Guest Post by Holly Grigg-Spall
February 13, 2012
On February 10th, the Washington Post published an op-ed piece by Rachel Maddow. In this she outlines how there are Republicans who don’t want birth control covered by insurance, they don’t want Planned Parenthood receiving federal funding, and they want an embryo to be considered as a person with rights. She highlights that this last issue threatens the legality of hormonal birth control. In the final paragraph she states:
“Time will tell on the political impact of this fight, but the relevant political context here is more than just a 2012 measure of Catholic bishops’ influence on moral issues. It’s also this year’s mainstream Republican embrace of an antiabortion movement that no longer just marches on the anniversary of Roe v. Wade to criminalize abortion; it now marches on the anniversary of Griswold v. Connecticut, holding signs that say “The Pill Kills.”
I was somewhat perturbed by Rachel’s slightly misleading description of how hormonal birth control works which suggested she has no more of an understanding than the Republicans she is railing against. However, I like her and I am loathe to criticize her — but I must. The thing is — the pill does kill. I’m not talking unborn children, I’m talking teen and adult women who are definitely considered persons.
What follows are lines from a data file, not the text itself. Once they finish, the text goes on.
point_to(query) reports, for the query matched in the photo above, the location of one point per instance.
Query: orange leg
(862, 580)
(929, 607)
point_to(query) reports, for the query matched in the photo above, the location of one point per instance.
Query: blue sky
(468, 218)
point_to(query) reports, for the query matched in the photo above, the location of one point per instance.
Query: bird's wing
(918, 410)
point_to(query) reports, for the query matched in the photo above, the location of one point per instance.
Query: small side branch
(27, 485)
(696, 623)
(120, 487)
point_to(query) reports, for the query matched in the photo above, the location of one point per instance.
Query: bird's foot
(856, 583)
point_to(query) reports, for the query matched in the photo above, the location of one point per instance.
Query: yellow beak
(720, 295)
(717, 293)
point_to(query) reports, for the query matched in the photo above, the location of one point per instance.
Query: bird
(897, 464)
As I wrote about for Ms. magazine last week, the FDA recently ruled to keep the oral contraceptives Yaz and Yasmin on the market despite the fact that it was discovered these drugs hold a 50% to 75% increased risk of causing blood clots than other birth control pills. Even though they are only as effective as other pills in preventing pregnancy, an FDA advisory board weighted with people with financial ties to Bayer Pharmaceuticals decided the benefits outweighed the risks. There are 10,000 lawsuits against Bayer — women who have been seriously injured by the embolism, stroke, or heart attack that resulted from a blood clot and the families of women who have died. I spoke to a lawyer working on many of these cases who told me one of his clients is a 20-year-old young woman who was training to be an Olympic skier when she started taking Yaz. She developed a blood clot, had a stroke, and is now permanently injured.
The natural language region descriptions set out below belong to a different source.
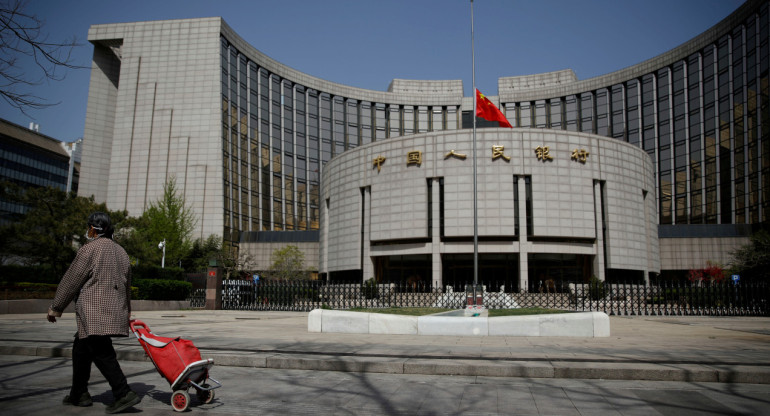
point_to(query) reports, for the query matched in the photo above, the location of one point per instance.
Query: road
(36, 385)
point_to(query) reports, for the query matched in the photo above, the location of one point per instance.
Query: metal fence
(613, 298)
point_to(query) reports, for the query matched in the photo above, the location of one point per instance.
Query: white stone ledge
(577, 324)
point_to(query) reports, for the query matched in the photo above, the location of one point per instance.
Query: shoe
(123, 403)
(84, 400)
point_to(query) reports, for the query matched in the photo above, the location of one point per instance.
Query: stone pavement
(694, 349)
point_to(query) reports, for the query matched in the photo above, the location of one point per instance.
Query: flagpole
(475, 192)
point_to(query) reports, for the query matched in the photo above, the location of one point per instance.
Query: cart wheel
(180, 400)
(205, 396)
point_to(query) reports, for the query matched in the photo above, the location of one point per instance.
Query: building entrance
(560, 269)
(495, 271)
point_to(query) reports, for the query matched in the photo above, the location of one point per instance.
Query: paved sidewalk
(698, 349)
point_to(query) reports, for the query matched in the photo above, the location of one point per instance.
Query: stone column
(368, 265)
(436, 266)
(523, 243)
(598, 266)
(214, 288)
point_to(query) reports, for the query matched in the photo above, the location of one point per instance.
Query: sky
(368, 43)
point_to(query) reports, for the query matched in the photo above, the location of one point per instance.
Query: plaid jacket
(99, 279)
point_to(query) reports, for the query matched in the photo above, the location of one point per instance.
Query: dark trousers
(98, 350)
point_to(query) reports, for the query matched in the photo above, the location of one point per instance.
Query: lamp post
(162, 246)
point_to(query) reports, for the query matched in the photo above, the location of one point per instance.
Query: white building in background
(248, 139)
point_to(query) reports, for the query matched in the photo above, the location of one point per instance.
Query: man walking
(99, 281)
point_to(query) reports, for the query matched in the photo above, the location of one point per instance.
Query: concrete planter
(578, 324)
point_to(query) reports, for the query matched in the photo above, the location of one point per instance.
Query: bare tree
(23, 41)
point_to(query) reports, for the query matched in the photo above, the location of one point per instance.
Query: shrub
(369, 289)
(157, 272)
(14, 273)
(156, 289)
(596, 289)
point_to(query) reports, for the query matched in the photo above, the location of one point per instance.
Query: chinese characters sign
(542, 153)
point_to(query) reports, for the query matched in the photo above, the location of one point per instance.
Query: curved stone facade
(247, 138)
(540, 193)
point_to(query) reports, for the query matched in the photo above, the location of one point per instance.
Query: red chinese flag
(488, 111)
Now, I’m British and so where I’m from birth control is free under the National Health System. If you want to use the pill for contraception the doctor draws a little ‘female’ sign on your prescription and the pill is given to you, any brand and as often as you need it, for free. If you want it for, say, acne or endometriosis treatment, you pay the same prescription rate as you would any other drug — around $12. The NHS has even piloted schemes to make the Pill available over-the-counter. So, I’m coming from a very different background and therefore when I started criticizing Yasmin — and then the pill as a whole — through my blog, Sweetening the Pill, I was perplexed to find I was accused of siding with the far and religious Right. I’m pro-choice. I used the pill for a decade. Now I use a combination of condoms and spermicide together and the fertility awareness method. I don’t want children. I have no problem with abortion. I’m not Christian. Somewhere around half of the British population do not see themselves as part of an organized religion, significantly more than in the US.